Invisible current transactions shifted from a surplus of €4.6 billion in April to a deficit of €3.7 billion in May. This was primarily attributable to the decline in net receipts in primary income by €8.3 billion to €2.2 billion, with higher dividend payments to non-residents from portfolio investment playing a key role. Furthermore, the deficit in the services account widened by €1.5 billion to €2.7 billion. Expenditure expanded more strongly than receipts, especially as travel expenditure picked up as is usual at this time of year. By contrast, the deficit in the secondary income account narrowed by €1.5 billion to €3.2 billion. Higher general government tax revenue from non-residents owing to the higher dividend payments on portfolio investments in particular contributed to this decrease.

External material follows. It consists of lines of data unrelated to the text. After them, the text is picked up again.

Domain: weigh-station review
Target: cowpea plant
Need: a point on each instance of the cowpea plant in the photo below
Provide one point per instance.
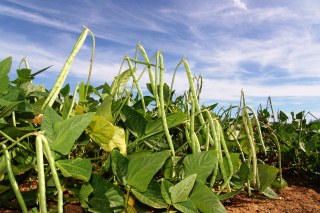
(134, 144)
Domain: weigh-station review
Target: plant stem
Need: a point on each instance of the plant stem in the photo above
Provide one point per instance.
(53, 172)
(65, 70)
(13, 181)
(41, 176)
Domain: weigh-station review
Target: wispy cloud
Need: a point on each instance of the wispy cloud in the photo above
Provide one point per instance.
(240, 4)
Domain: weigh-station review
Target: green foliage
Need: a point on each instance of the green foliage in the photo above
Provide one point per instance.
(5, 66)
(77, 168)
(61, 134)
(143, 167)
(117, 150)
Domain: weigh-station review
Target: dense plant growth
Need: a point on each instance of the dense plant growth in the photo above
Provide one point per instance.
(120, 148)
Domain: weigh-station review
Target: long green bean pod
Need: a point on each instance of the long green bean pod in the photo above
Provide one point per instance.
(259, 130)
(194, 95)
(193, 136)
(151, 78)
(164, 118)
(248, 128)
(13, 181)
(54, 173)
(41, 175)
(65, 70)
(276, 141)
(136, 83)
(91, 63)
(227, 156)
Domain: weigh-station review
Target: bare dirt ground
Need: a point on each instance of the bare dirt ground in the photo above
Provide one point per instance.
(301, 195)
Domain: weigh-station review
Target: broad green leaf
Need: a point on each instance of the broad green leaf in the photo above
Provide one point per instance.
(117, 141)
(5, 66)
(85, 191)
(267, 175)
(270, 193)
(201, 163)
(4, 188)
(104, 109)
(230, 194)
(186, 207)
(165, 186)
(77, 168)
(8, 109)
(173, 119)
(3, 168)
(101, 130)
(119, 165)
(67, 131)
(180, 192)
(106, 196)
(133, 120)
(205, 200)
(22, 168)
(142, 169)
(152, 196)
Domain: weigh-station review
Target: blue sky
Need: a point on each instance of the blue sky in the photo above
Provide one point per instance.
(265, 47)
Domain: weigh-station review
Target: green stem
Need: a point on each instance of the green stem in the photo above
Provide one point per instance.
(65, 70)
(164, 118)
(54, 173)
(13, 181)
(91, 63)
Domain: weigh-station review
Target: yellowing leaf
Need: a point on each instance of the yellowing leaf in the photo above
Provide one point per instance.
(101, 130)
(106, 135)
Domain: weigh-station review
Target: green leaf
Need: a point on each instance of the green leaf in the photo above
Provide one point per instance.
(119, 165)
(180, 192)
(117, 141)
(106, 196)
(133, 120)
(173, 119)
(101, 130)
(229, 194)
(106, 135)
(5, 66)
(77, 168)
(152, 196)
(205, 200)
(267, 175)
(201, 163)
(165, 186)
(235, 159)
(24, 73)
(186, 207)
(64, 132)
(104, 110)
(142, 169)
(4, 188)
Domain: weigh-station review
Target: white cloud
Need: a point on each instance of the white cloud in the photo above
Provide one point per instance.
(239, 4)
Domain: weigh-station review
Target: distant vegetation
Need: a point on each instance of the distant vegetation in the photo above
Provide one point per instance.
(112, 148)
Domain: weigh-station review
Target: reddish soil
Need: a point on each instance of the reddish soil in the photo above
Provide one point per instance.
(301, 195)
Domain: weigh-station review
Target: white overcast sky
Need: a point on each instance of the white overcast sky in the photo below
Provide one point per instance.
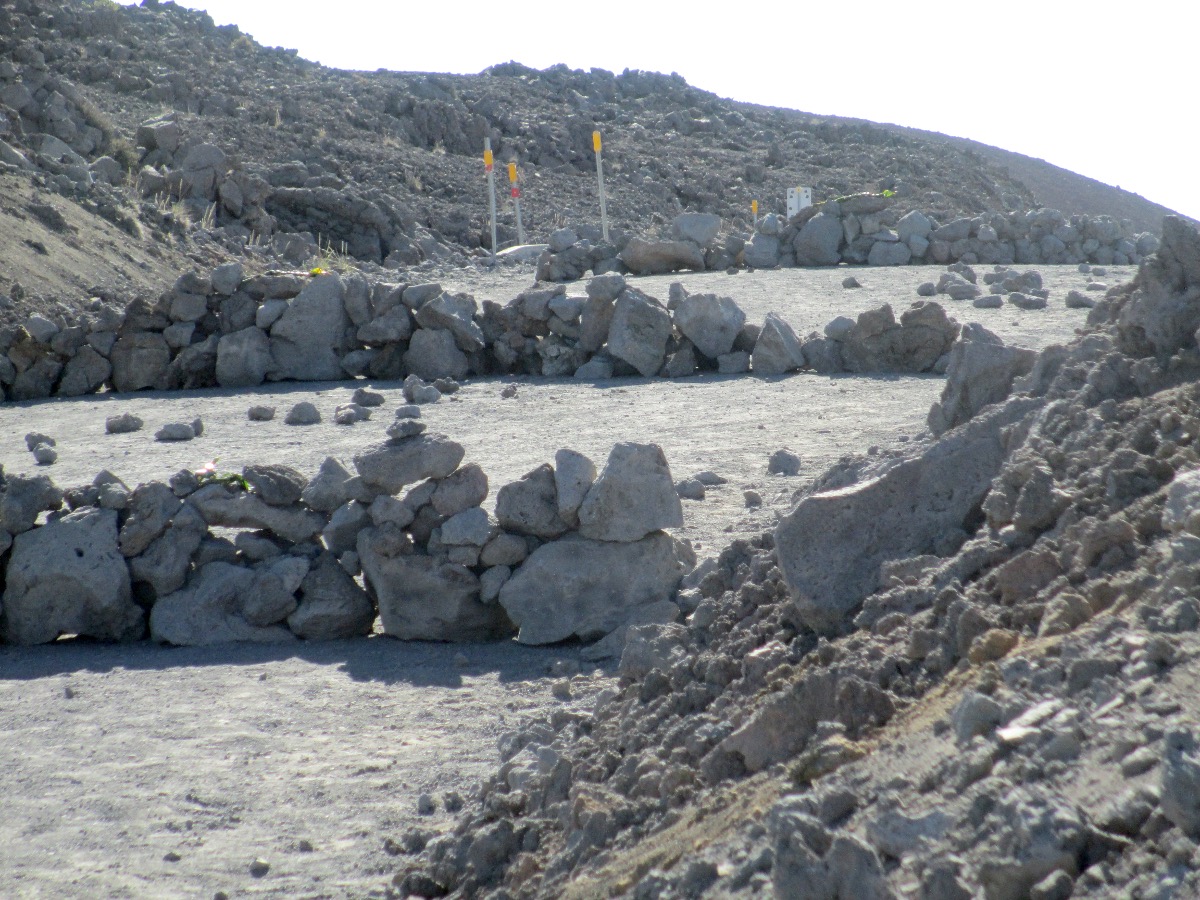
(1105, 89)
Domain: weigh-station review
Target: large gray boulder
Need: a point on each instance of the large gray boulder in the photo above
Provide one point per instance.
(433, 353)
(832, 545)
(639, 331)
(880, 343)
(244, 358)
(712, 323)
(69, 577)
(389, 467)
(778, 349)
(977, 373)
(454, 313)
(139, 360)
(333, 606)
(700, 228)
(587, 588)
(423, 599)
(225, 603)
(231, 508)
(761, 251)
(643, 257)
(84, 373)
(529, 505)
(309, 340)
(633, 496)
(817, 241)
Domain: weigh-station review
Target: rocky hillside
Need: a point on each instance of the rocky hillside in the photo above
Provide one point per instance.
(195, 138)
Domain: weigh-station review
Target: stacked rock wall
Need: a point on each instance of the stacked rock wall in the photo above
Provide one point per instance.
(270, 555)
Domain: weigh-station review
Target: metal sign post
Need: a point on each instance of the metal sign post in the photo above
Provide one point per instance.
(604, 208)
(516, 199)
(491, 189)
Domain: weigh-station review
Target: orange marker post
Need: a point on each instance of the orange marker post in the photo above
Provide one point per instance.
(516, 199)
(604, 211)
(489, 167)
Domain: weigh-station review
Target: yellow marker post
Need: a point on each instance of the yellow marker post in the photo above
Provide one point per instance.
(489, 166)
(604, 210)
(516, 199)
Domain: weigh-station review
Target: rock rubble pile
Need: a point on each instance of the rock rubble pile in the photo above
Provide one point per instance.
(964, 672)
(270, 555)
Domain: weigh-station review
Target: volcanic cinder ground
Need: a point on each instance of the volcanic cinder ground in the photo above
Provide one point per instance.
(139, 769)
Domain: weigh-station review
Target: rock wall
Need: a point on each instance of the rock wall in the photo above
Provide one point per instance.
(225, 329)
(270, 555)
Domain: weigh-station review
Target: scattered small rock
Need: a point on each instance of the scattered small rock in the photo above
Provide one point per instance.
(123, 424)
(784, 462)
(303, 413)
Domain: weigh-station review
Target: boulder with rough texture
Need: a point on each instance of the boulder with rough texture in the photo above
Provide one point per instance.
(231, 508)
(333, 606)
(389, 467)
(433, 353)
(70, 577)
(529, 505)
(700, 228)
(421, 599)
(778, 349)
(832, 544)
(309, 340)
(977, 375)
(587, 588)
(139, 360)
(244, 358)
(639, 331)
(211, 609)
(643, 257)
(454, 313)
(712, 323)
(633, 496)
(817, 241)
(574, 477)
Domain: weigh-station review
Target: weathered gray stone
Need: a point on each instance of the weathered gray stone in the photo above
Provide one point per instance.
(587, 588)
(23, 498)
(700, 228)
(461, 490)
(832, 544)
(433, 353)
(139, 360)
(712, 323)
(84, 373)
(387, 468)
(643, 257)
(421, 599)
(778, 349)
(633, 496)
(69, 577)
(454, 313)
(221, 505)
(977, 375)
(333, 606)
(639, 331)
(529, 505)
(817, 241)
(244, 358)
(574, 475)
(309, 340)
(209, 609)
(165, 564)
(150, 509)
(328, 489)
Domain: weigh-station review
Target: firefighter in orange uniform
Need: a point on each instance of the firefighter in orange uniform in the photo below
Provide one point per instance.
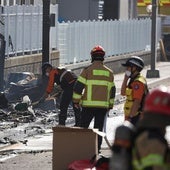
(135, 88)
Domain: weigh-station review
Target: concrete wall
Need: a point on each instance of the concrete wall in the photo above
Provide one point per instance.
(30, 63)
(114, 62)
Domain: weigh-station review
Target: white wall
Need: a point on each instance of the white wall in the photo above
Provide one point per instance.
(123, 12)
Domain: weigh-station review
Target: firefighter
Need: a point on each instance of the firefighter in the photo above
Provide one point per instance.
(94, 91)
(66, 79)
(135, 88)
(151, 151)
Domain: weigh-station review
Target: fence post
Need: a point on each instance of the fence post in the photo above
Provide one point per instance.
(2, 51)
(46, 31)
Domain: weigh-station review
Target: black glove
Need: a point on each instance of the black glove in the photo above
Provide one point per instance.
(42, 99)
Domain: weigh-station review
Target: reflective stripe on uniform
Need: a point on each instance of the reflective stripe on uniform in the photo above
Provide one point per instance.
(150, 160)
(101, 73)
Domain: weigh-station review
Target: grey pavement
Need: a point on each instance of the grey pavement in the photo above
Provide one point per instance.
(45, 142)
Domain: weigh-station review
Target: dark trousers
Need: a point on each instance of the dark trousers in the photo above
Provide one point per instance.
(98, 114)
(66, 99)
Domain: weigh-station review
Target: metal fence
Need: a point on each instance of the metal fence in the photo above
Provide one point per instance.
(76, 39)
(23, 29)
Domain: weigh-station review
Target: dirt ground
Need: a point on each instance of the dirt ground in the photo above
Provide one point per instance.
(28, 161)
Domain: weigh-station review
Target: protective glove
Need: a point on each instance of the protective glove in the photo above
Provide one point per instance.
(42, 99)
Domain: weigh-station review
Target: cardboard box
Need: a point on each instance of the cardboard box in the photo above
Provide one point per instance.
(72, 143)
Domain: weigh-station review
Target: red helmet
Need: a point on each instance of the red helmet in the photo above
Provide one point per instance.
(98, 53)
(158, 101)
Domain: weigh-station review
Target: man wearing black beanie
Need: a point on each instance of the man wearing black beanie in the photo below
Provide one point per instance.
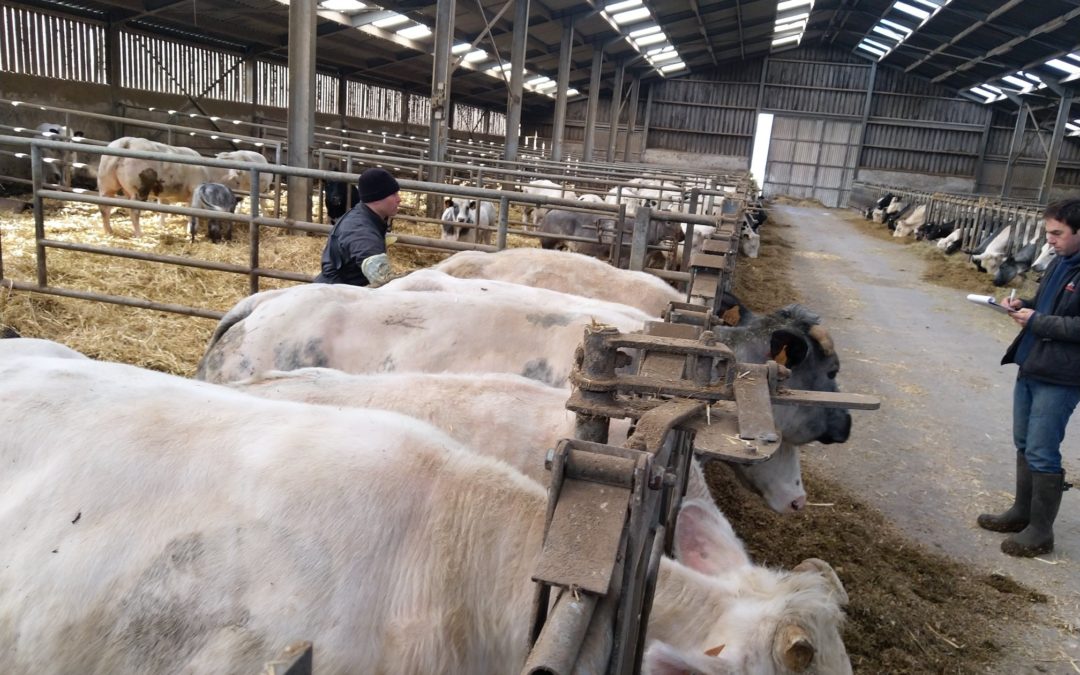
(355, 252)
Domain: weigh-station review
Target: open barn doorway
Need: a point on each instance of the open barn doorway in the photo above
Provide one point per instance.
(811, 159)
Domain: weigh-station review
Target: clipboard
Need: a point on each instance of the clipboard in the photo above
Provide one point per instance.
(987, 300)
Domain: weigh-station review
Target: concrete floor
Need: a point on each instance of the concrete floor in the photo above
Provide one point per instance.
(940, 449)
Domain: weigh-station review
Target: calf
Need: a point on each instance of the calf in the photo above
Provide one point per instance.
(444, 325)
(140, 179)
(460, 219)
(566, 272)
(1030, 256)
(339, 198)
(933, 231)
(239, 179)
(213, 197)
(605, 230)
(909, 224)
(543, 188)
(417, 565)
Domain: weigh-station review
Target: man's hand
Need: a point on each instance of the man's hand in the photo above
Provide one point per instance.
(1011, 304)
(1022, 315)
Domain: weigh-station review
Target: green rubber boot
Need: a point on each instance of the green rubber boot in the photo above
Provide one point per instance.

Portfolio investment sees net capital exports

In May 2022, as in previous months, financial markets continued to be influenced by Russia’s invasion of Ukraine and rising inflation rates. Germany’s cross-border portfolio investment generated net capital exports of €6.5 billion (April: €11.1 billion). Domestic investors added €2.9 billion worth of securities issued by non-residents to their portfolios on balance. They purchased foreign bonds (€5.5 billion), shares (€1.5 billion) and mutual fund shares (€0.7 billion), while disposing of foreign money market paper (€4.7 billion). Non-resident investors offloaded German securities to the tune of €3.6 billion net, selling money market paper (€7.1 billion) and shares (€0.7 billion), whilst acquiring German bonds (€3.6 billion) and mutual fund shares (€0.6 billion).

In May, transactions in financial derivatives recorded net outflows (€0.5 billion).

Direct investment generated net capital exports of €19.7 billion in the reporting month (April: €12.8 billion). Domestic enterprises injected their affiliates abroad with direct investment funds totalling €10.9 billion, boosting their equity capital by €11.6 billion. By contrast, repayments predominated in lending to affiliates abroad (€0.7 billion). Conversely, non-resident enterprises scaled back their direct investment in Germany by €8.8 billion. Although they too augmented their equity capital (€2.0 billion), the volume of intra-group loans issued to business units in Germany from abroad fell significantly by €10.8 billion.

Other statistically recorded investment – which comprises loans and trade credits (where these do not constitute direct investment), bank deposits and other investments – registered net inflows of capital amounting to €21.4 billion in May (following €26.8 billion in April). Monetary financial institutions (excluding the Bundesbank) recorded net capital imports (€18.3 billion). A decline in the net external position in other investment was also registered for enterprises and households (€8.6 billion) as well as general government (€3.7 billion). By contrast, the Bundesbank’s net external claims went up by €9.2 billion. Its TARGET2 claims rose by €24.3 billion. At the same time, the Bundesbank’s external liabilities also increased significantly, as non-euro area residents topped up their deposits with the Bundesbank.

The Bundesbank’s reserve assets grew – at transaction values – by €0.2 billion in May.